Apollo’s side of the story is much more interesting and well-written than Phoenix’s. Apollo has really come into his own as a character, and handles the mantle of protagonist well here. On the other side of things, Phoenix’s characterization is all over the place, as he appears incompetent and inept in his cases, lacking the composure that one should have after a self-claimed “10 years of experience as a lawyer”. He’s definitely regressed as a character, losing a lot of the personality and confidence that he’s gained over past titles.
Visually, Spirit of Justice looks absolutely fantastic on the Nintendo 3DS, boasting much better graphical fidelity and clearer text than previous 3D Ace Attorney outings. Character models are well-animated, and all of the wacky, expressive characters that the series is known to have are in full swing here, with the over-the-top animations adding a lot to their personalities. Performance, however, is a different story. The framerate was a bit jittery during moments where the camera would pan around the area, and touchscreen controls were on the unresponsive side when closely examining evidence. The 3D effects look nice, but also serves to tank the framerate even further.

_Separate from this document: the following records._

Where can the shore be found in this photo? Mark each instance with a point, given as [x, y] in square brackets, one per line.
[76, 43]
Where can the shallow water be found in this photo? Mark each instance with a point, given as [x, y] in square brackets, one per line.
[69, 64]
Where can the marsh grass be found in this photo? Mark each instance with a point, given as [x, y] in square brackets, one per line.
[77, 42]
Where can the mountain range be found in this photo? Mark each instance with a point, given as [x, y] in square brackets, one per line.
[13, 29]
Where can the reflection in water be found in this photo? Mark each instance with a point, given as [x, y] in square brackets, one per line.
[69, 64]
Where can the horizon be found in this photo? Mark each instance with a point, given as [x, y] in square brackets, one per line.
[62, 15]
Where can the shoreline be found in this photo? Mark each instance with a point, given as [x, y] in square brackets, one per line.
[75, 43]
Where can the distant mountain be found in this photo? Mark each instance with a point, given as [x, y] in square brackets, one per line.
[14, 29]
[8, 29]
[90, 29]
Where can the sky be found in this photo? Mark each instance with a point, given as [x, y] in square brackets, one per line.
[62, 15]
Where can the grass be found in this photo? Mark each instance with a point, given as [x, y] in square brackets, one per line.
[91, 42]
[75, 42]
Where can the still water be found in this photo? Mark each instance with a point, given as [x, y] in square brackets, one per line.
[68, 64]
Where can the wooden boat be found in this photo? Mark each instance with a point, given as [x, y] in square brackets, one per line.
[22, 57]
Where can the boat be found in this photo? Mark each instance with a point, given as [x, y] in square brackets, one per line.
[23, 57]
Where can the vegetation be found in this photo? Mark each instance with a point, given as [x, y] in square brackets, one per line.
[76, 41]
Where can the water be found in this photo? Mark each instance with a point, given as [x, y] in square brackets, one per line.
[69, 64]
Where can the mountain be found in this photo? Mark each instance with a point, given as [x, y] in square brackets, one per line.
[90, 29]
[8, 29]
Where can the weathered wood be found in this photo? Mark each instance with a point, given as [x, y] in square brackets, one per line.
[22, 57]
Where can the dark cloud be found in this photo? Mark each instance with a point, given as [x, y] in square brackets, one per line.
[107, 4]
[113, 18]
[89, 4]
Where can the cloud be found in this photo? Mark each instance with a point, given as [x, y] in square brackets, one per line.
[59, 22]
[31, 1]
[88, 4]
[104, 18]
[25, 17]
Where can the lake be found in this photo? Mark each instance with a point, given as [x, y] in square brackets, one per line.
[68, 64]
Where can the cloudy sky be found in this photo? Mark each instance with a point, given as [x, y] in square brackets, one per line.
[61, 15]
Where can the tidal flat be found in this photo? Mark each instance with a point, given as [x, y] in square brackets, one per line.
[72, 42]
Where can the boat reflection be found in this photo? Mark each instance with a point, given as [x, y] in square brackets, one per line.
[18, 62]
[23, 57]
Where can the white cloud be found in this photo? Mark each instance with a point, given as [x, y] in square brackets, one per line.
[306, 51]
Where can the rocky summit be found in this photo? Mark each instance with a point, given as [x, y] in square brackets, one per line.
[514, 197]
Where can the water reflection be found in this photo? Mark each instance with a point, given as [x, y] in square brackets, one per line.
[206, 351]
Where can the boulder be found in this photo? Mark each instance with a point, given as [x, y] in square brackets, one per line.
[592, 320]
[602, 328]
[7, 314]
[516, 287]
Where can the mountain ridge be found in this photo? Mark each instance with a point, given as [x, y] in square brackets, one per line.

Though it can't stand up to the original trilogy, Spirit of Justice is still decent in its own right, and makes a commendable effort at trying to balance and bring together fan-favorite characters. The writing and story-telling have improved since the past two games, but it still doesn’t capture a lot of the endearing traits that the first games did. Longtime fans will be glad to hear that this game is at least worth a play.
+ Improved court cases
+ Animations and character models look great
- Pacing issues
- Writing inconsistencies
- Divination Seances
Spirit of Justice is a fantastic looking game, from the character design, to the slick animations, to the pleasant scenery outside of court. The text is easy to read, and looks nice. 3D effects also look good, but having 3D on can lead to a few heavy dips in performance.
The standard Ace Attorney fare is great, as usual. The biggest new addition doesn't do anything to improve the existing formula, but there's enough existing material to work with, which keeps the gameplay fresh and fun.
Each case takes a couple of hours to complete. Some tend to drag on for far more time than they should. There's little-to-no replayability factor here, but the amount of content to read on an initial playthrough should be enough to please most.
out of 10
(not an average)
While the overall writing and story is a little weak here, Phoenix Wright: Ace Attorney - Spirit of Justice is still a fun game, featuring characters you all know and love. Sadly, it's starting to prove that living up to the quality of the first three games is a hard feat to pull off.